The Disk Encryption device posture attribute ensures that disks are encrypted on a device.

Prerequisites

  • Cloudflare WARP client is deployed on the device. For a list of supported modes and operating systems, refer to WARP Client Checks.

Enable the disk encryption check

  1. In Zero Trust, go to Settings > WARP Client.
  2. Scroll down to WARP client checks and select Add new.
  3. Select Disk Encryption.
  4. Enter a descriptive name for the check.
  5. Select your operating system.
  6. Either enable disk encryption for all volumes, or input the specific volume(s) you want to check for encryption (for example, C).
  7. Select Save.

Next, go to Logs > Posture and verify that the disk encryption check is returning the expected results.

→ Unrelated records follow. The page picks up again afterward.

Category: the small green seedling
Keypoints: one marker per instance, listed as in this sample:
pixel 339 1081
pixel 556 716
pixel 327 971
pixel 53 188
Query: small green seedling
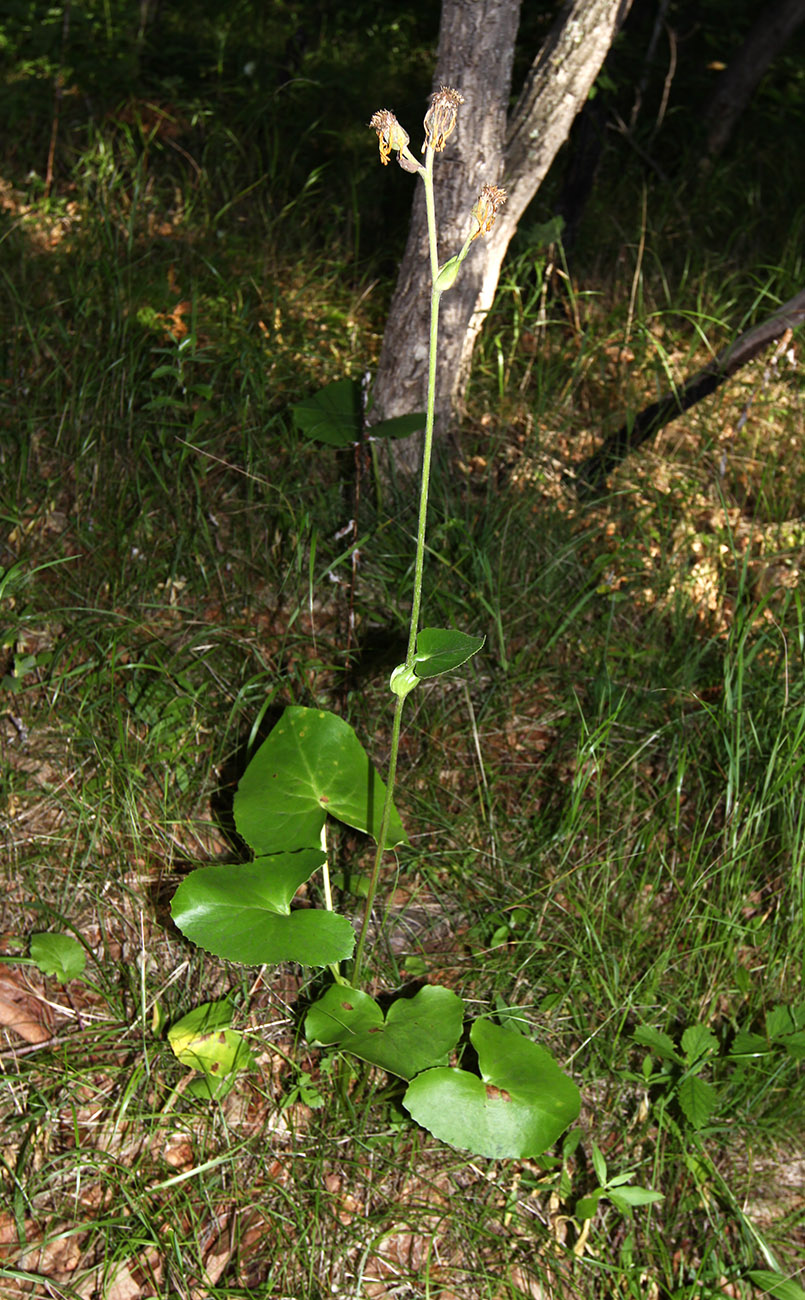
pixel 680 1069
pixel 618 1190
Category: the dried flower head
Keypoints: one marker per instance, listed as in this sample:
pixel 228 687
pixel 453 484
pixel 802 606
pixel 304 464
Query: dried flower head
pixel 487 208
pixel 440 118
pixel 390 134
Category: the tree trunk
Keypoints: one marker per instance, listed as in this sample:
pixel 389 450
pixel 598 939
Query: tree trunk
pixel 475 56
pixel 764 43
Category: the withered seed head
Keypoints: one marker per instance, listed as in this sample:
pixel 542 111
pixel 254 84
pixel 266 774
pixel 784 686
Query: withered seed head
pixel 487 208
pixel 440 118
pixel 390 134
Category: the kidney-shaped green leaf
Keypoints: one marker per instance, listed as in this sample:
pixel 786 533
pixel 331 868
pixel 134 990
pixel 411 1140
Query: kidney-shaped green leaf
pixel 333 415
pixel 311 765
pixel 442 649
pixel 516 1109
pixel 242 913
pixel 59 954
pixel 416 1032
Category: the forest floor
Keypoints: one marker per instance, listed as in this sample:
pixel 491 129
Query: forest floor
pixel 607 840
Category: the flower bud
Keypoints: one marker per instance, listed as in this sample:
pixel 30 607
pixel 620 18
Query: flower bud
pixel 440 118
pixel 390 134
pixel 487 208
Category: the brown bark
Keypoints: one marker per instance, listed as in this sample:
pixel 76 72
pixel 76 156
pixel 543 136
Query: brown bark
pixel 475 55
pixel 736 86
pixel 592 472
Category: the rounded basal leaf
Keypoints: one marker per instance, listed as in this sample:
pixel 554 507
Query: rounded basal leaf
pixel 416 1031
pixel 516 1109
pixel 311 765
pixel 333 415
pixel 242 913
pixel 442 649
pixel 203 1041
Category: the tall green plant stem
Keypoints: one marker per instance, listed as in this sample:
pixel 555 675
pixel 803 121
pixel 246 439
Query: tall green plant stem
pixel 427 174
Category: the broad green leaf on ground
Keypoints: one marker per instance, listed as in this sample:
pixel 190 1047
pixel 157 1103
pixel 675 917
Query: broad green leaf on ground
pixel 333 415
pixel 59 954
pixel 516 1109
pixel 416 1032
pixel 311 765
pixel 242 913
pixel 697 1100
pixel 202 1040
pixel 442 649
pixel 777 1285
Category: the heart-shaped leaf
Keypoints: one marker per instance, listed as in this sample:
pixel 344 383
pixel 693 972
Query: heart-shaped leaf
pixel 333 415
pixel 516 1109
pixel 416 1032
pixel 442 649
pixel 311 765
pixel 59 954
pixel 242 913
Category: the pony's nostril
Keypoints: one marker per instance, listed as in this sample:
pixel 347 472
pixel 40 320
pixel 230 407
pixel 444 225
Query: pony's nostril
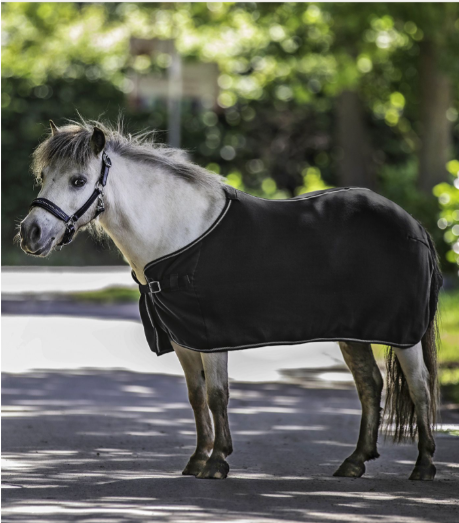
pixel 35 232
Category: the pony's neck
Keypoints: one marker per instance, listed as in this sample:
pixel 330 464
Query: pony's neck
pixel 150 212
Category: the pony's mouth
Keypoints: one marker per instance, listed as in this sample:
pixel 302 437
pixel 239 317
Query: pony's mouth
pixel 42 251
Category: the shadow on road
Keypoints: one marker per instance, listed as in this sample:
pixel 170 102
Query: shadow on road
pixel 101 446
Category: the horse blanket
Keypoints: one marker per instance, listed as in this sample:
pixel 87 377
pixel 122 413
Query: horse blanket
pixel 339 264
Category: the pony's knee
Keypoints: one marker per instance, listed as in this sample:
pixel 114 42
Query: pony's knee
pixel 217 398
pixel 197 397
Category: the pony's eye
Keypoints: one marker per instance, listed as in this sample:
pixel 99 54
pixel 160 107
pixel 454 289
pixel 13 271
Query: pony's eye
pixel 78 182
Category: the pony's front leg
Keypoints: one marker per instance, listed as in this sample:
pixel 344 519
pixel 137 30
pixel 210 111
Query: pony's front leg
pixel 368 380
pixel 216 371
pixel 416 374
pixel 194 375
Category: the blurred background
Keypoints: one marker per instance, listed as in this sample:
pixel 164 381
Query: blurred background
pixel 279 98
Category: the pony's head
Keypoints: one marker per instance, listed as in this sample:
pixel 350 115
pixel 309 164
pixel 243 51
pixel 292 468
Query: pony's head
pixel 67 165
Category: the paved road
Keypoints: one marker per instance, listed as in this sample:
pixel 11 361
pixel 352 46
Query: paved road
pixel 95 446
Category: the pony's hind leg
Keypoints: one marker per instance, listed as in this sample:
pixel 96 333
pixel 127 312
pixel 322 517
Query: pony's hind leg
pixel 195 379
pixel 417 376
pixel 216 370
pixel 360 360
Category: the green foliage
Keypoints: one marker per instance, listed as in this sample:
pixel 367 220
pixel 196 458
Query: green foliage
pixel 448 199
pixel 281 67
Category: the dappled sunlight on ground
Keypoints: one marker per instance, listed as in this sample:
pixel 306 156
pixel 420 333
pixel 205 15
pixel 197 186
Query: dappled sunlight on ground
pixel 100 446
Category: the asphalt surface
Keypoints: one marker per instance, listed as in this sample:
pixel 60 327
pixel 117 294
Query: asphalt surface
pixel 100 446
pixel 96 445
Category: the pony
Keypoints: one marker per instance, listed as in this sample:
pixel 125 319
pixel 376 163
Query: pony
pixel 155 202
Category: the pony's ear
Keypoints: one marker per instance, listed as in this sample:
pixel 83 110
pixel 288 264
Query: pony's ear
pixel 54 129
pixel 97 141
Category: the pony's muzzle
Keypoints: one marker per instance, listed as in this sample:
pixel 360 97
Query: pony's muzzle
pixel 34 240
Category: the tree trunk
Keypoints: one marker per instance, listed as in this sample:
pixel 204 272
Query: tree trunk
pixel 435 130
pixel 355 164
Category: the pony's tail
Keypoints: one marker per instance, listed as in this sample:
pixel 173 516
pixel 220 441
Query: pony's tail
pixel 399 411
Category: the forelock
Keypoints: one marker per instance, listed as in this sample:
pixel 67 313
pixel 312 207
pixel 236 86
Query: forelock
pixel 70 144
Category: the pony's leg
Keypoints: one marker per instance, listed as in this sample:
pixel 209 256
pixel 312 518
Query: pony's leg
pixel 417 376
pixel 195 380
pixel 216 370
pixel 368 380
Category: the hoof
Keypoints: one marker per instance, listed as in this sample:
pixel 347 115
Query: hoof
pixel 423 473
pixel 194 467
pixel 214 469
pixel 350 469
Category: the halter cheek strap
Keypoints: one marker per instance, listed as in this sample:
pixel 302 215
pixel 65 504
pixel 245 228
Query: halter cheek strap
pixel 56 211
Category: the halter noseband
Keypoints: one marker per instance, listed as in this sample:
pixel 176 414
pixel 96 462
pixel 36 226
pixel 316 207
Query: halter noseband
pixel 71 220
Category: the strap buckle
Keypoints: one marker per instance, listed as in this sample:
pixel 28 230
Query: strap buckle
pixel 154 286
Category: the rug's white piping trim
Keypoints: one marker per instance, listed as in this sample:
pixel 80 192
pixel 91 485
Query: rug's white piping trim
pixel 254 345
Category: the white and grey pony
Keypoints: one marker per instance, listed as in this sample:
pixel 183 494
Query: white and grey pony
pixel 156 202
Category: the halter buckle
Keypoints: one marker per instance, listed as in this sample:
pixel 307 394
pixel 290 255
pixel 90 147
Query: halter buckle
pixel 100 203
pixel 154 286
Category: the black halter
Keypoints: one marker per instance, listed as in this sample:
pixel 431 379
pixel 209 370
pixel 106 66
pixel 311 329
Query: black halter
pixel 71 220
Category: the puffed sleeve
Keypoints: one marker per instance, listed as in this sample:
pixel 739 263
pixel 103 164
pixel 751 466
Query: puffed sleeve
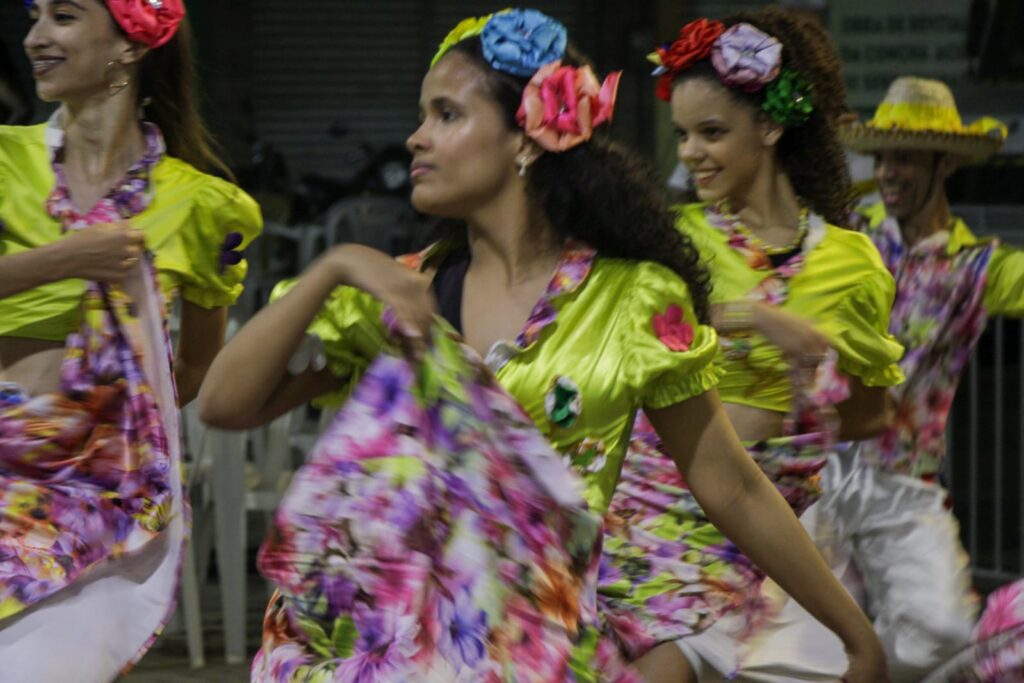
pixel 224 219
pixel 668 353
pixel 351 332
pixel 859 332
pixel 1005 285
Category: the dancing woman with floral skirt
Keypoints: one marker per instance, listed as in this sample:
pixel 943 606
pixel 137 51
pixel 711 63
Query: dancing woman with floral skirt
pixel 565 271
pixel 104 218
pixel 801 306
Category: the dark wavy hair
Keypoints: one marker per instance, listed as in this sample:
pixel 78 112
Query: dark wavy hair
pixel 599 193
pixel 810 154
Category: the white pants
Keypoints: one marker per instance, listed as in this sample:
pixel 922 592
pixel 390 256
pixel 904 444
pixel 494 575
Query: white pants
pixel 896 548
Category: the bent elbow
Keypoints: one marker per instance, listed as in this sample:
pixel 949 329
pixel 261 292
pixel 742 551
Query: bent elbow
pixel 219 412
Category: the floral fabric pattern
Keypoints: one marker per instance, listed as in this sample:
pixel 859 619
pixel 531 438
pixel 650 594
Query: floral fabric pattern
pixel 938 315
pixel 84 473
pixel 434 536
pixel 997 652
pixel 667 571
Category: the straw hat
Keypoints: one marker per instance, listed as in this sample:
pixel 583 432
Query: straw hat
pixel 921 114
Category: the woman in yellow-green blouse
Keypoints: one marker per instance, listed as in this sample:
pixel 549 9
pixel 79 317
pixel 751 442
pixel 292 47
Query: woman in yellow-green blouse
pixel 104 218
pixel 616 327
pixel 802 309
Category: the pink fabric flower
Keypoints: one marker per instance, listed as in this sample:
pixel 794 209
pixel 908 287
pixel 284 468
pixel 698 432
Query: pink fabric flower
pixel 152 23
pixel 745 57
pixel 673 330
pixel 561 105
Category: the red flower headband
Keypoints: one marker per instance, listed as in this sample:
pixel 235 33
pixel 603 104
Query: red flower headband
pixel 694 43
pixel 152 23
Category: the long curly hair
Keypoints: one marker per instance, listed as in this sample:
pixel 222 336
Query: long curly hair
pixel 810 154
pixel 598 193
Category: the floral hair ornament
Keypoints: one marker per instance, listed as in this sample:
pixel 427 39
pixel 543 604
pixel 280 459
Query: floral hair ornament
pixel 152 23
pixel 470 27
pixel 747 57
pixel 520 41
pixel 694 43
pixel 787 99
pixel 561 105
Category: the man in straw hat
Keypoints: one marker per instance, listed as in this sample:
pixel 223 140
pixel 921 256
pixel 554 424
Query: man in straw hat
pixel 883 521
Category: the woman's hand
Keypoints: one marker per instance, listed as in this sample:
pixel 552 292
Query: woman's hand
pixel 799 340
pixel 104 252
pixel 404 291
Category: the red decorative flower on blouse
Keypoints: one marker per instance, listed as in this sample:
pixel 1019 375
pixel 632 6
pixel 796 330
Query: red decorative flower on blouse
pixel 694 43
pixel 673 330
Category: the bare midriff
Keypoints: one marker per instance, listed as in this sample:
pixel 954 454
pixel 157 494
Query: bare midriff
pixel 32 364
pixel 755 424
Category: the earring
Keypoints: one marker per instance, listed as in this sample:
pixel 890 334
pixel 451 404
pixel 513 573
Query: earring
pixel 115 88
pixel 141 108
pixel 523 165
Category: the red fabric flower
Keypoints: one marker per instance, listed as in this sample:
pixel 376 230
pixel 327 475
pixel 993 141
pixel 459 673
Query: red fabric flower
pixel 673 330
pixel 693 44
pixel 152 23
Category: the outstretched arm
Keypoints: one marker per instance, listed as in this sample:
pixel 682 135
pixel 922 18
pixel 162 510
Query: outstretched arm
pixel 248 384
pixel 103 252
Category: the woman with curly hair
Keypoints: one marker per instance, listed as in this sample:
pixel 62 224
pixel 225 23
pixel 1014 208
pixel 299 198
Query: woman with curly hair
pixel 108 214
pixel 507 151
pixel 802 309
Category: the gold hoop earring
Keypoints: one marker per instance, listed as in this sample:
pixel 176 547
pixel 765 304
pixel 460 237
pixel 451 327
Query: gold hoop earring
pixel 115 88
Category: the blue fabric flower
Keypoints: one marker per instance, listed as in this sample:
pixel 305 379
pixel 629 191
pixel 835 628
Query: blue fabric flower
pixel 520 41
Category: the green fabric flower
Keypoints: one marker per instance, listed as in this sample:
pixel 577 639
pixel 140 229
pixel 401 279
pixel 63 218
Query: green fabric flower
pixel 787 99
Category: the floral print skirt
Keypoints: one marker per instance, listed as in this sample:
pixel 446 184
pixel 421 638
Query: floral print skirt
pixel 434 536
pixel 996 651
pixel 92 518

How WARP checks for encryption

Operating systems determine disk encryption in various ways. The following information will allow you to understand how the client determines disk encryption status on various systems.

On macOS

  1. Open a terminal window.

  2. Run the /usr/sbin/system_profiler SPStorageDataType command to return a list of drivers on the system and note the value of Mount Point.

    Terminal window
    /usr/sbin/system_profiler SPStorageDataType
    Storage:
    Data:
    Free: 428.52 GB (428,519,702,528 bytes)
    Capacity: 494.38 GB (494,384,795,648 bytes)
    Mount Point: /System/Volumes/Data
  3. Run the diskutil info command for a specific Mount Point and look for the value returned for FileVault. It must show Yes for the disk to be considered encrypted.

    Terminal window
    diskutil info /System/Volumes/Data | grep FileVault
    FileVault: Yes

On Windows

  1. Open a PowerShell window.
  2. Run the Get-BitLockerVolume command to list all volumes detected on the system.
  3. Protection Status must be set to On for the disk to be considered encrypted.

On Linux

List all hard drives on the system:

Terminal window
lsblk
NAME MAJ:MIN RM SIZE RO TYPE MOUNTPOINT
nvme0n1 259:0 0 476.9G 0 disk
├─nvme0n1p1 259:1 0 512M 0 part /boot/efi
├─nvme0n1p2 259:2 0 488M 0 part /boot
└─nvme0n1p3 259:3 0 476G 0 part
└─nvme0n1p3_crypt 253:0 0 475.9G 0 crypt
├─my--vg-root 253:1 0 474.9G 0 lvm /
└─my--vg-swap_1 253:2 0 976M 0 lvm [SWAP]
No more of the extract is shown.